若非是因爲被禁在這裡,清陽自己就能夠現在知道是什麼日期,也不用問顧寒。現在他能夠讓顧寒通過這個聲音知道一天之內的時間,可見這個房間對於清陽來說並不是天衣無縫的。
這也讓顧寒心中生出了信心,暗道:“殿下果然有法子,喜姐姐一個法術都施不出,殿下卻能夠舉手之間有破禁之法。”
清陽的意識從喜女的身體內退出,一股強烈的危險之意涌上來,那危險是那樣的強烈,強烈到能夠將他碾碎一樣,沒有任何的反抗之力。

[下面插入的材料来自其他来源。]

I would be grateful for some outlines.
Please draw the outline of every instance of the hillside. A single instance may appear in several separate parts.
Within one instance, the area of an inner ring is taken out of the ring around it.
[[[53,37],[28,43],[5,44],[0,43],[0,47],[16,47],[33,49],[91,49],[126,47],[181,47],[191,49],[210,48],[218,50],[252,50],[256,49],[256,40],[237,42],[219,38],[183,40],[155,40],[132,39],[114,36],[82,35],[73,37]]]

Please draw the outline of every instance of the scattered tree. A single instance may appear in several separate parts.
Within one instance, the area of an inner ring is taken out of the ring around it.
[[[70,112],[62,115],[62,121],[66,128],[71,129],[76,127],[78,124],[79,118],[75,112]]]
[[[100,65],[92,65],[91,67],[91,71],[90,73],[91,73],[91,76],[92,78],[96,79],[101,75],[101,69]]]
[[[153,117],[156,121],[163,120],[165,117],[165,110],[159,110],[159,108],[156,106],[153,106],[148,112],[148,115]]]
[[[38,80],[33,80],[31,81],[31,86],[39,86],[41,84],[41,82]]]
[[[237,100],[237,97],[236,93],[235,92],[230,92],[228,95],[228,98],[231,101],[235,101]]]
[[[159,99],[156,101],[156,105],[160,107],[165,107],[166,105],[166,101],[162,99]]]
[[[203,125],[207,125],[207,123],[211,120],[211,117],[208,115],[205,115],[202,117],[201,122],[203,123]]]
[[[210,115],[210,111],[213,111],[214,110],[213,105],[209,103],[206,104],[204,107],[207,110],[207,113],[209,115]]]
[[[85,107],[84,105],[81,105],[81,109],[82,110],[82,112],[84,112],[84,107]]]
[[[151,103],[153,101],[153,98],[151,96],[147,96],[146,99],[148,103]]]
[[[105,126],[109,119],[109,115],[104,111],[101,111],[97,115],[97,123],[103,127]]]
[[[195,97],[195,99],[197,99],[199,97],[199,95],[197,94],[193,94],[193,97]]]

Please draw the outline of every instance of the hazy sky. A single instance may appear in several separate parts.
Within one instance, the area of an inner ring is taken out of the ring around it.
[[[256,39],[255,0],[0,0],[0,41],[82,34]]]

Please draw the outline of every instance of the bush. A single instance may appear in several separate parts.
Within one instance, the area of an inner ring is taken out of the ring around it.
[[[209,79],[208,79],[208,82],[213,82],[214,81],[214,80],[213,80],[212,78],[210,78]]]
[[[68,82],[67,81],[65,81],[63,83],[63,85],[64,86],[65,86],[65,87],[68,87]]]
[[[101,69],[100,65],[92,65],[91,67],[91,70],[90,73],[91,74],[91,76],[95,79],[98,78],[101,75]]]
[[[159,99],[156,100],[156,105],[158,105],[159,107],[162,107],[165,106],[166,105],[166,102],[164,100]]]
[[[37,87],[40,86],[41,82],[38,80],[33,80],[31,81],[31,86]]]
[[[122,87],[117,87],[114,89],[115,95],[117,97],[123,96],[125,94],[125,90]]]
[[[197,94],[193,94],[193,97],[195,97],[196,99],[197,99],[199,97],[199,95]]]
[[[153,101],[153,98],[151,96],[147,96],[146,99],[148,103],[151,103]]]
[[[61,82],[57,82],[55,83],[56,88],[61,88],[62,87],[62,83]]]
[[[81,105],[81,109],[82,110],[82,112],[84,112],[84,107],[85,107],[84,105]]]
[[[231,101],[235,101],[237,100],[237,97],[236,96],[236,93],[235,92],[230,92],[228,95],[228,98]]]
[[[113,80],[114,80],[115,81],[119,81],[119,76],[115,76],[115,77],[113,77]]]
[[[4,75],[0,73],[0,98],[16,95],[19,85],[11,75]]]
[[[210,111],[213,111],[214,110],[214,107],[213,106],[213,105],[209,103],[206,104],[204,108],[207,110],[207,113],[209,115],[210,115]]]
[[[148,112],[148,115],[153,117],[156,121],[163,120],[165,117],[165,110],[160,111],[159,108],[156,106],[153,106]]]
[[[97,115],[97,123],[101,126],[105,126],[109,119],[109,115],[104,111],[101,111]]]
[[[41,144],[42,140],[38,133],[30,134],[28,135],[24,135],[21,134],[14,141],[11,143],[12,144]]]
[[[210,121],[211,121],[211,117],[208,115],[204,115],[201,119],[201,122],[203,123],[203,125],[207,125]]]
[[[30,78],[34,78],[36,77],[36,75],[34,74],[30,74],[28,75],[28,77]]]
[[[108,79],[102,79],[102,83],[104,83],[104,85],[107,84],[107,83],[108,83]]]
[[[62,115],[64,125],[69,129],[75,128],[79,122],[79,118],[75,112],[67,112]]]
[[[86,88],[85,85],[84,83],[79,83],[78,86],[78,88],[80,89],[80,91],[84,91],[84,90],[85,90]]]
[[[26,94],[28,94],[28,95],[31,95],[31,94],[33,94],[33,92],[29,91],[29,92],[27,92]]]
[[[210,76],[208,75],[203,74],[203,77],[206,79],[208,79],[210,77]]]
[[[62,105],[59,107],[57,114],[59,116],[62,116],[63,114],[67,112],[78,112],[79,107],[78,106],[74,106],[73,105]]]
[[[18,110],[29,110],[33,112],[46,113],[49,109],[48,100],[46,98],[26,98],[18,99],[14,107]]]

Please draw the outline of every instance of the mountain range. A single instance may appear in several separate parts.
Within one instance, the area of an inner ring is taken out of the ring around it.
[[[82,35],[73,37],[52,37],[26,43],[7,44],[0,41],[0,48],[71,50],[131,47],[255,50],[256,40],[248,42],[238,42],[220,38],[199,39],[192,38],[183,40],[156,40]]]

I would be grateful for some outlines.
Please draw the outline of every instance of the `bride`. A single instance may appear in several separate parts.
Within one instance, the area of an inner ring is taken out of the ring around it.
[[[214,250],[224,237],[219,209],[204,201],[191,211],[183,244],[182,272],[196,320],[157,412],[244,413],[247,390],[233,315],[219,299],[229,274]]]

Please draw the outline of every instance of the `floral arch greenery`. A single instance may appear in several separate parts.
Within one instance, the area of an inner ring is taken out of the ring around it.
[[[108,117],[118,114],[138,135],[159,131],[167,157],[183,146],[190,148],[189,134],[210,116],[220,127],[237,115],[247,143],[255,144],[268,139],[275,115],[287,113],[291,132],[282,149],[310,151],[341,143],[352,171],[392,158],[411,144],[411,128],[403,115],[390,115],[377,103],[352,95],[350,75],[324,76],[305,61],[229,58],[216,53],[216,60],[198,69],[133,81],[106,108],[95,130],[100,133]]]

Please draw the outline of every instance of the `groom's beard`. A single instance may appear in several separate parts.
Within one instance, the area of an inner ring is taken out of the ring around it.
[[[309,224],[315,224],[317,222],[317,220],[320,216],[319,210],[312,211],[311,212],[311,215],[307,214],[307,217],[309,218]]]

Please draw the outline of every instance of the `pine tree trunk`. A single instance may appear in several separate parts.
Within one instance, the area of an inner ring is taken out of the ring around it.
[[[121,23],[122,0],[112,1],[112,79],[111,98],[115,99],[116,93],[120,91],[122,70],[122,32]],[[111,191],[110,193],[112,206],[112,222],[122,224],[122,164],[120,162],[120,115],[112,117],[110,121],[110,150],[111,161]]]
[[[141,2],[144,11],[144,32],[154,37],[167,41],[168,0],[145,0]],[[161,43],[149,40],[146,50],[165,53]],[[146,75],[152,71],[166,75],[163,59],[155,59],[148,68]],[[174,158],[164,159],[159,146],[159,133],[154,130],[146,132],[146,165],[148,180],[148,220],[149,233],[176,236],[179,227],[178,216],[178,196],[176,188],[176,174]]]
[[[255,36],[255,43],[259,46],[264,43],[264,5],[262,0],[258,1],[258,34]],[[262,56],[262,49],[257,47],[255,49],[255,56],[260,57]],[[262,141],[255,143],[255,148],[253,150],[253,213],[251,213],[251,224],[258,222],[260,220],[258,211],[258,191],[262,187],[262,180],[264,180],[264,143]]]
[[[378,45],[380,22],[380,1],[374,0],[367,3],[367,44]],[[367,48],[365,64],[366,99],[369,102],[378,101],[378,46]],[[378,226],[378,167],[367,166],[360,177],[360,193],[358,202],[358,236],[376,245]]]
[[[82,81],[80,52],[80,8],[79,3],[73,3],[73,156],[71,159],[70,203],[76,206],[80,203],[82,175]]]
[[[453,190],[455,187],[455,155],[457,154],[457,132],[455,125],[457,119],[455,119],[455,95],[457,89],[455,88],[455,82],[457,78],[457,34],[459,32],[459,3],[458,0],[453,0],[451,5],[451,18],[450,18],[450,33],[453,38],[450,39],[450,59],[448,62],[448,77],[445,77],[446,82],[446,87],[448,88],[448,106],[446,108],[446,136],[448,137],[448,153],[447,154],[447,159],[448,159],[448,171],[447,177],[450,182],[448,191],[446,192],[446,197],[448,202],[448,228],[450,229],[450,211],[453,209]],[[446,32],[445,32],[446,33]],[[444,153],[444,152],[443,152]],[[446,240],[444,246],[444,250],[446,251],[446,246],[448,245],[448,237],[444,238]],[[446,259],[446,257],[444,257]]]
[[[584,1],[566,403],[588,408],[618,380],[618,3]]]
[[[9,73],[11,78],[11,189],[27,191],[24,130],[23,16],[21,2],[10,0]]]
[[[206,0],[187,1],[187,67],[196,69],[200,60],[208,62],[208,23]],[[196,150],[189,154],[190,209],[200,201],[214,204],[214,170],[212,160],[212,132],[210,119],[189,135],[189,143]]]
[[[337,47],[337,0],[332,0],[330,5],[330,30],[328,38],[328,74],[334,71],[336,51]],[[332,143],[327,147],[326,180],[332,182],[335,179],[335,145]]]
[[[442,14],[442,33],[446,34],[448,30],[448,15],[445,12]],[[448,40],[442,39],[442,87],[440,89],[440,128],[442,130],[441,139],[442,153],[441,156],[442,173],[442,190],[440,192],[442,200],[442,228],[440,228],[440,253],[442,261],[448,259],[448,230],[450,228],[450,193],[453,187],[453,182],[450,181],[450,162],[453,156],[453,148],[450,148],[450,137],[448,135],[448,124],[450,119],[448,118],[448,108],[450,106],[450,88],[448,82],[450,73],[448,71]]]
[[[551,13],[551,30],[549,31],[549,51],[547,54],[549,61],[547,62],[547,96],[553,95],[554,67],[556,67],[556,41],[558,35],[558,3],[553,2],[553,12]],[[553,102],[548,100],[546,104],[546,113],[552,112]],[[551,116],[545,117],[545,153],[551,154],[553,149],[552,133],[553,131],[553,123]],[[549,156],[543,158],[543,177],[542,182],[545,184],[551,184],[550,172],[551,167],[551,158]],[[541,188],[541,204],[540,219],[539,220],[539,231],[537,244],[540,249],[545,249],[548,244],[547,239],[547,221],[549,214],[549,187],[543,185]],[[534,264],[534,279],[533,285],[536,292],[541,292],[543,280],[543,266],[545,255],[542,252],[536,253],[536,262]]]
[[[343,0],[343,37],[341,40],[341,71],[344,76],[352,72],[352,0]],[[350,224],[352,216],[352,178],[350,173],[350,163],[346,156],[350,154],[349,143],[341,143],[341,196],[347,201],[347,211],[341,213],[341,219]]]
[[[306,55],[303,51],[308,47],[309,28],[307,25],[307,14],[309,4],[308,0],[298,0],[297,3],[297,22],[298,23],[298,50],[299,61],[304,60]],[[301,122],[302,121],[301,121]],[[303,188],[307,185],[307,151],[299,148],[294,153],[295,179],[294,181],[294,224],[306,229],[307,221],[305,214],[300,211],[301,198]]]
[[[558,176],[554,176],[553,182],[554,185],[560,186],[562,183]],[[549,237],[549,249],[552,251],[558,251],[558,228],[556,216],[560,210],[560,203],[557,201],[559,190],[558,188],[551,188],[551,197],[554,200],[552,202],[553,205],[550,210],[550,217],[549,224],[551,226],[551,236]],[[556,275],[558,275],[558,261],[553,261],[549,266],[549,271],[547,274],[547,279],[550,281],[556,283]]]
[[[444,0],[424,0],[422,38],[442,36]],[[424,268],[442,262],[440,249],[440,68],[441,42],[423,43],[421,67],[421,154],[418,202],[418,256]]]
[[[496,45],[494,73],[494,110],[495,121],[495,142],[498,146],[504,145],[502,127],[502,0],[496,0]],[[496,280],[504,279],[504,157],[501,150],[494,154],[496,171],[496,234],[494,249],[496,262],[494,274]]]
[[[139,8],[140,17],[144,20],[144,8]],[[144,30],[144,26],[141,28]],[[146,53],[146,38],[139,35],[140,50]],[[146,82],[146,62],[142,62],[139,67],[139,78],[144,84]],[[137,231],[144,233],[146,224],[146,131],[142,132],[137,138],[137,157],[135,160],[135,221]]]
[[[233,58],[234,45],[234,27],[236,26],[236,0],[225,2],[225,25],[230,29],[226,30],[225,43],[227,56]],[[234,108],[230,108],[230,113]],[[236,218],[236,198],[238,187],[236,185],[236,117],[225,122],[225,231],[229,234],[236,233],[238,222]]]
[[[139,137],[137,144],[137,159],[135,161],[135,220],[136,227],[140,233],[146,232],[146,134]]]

這是一個世界的敵意,他受到了這個世界的排斥,他連忙收斂自己的心神,沉入那種無念無想的狀態之中,那種強烈的危險感立即消失了,而他的意識瞬間脫離了劍河世界,回到了黑暗的中元世界裡。
然而,才進入中元世界,他便感覺到了危險的惡意直衝心田。
“這今天運氣好,居然遇上了一個出遊的白色的元神。”
白色元神是指那種沒有寄託靈寶或沒有與五行之氣凝鍊在一起元神。
一團五彩煙霧在清陽還沒有反應過來的時候已經將他包裹着,煙霧之中有着一根根的絲線捆着清陽元神,而在不遠之處有一人手舉一個五彩葫蘆,葫蘆嘴開着,對着清陽。
那是一種專門用來拘禁元神和靈魂煙霧,其中蘊含着複雜的禁法。
此處正是劍河世界的邊緣,有修行人在徘徊,清陽一出來便遇上了一個。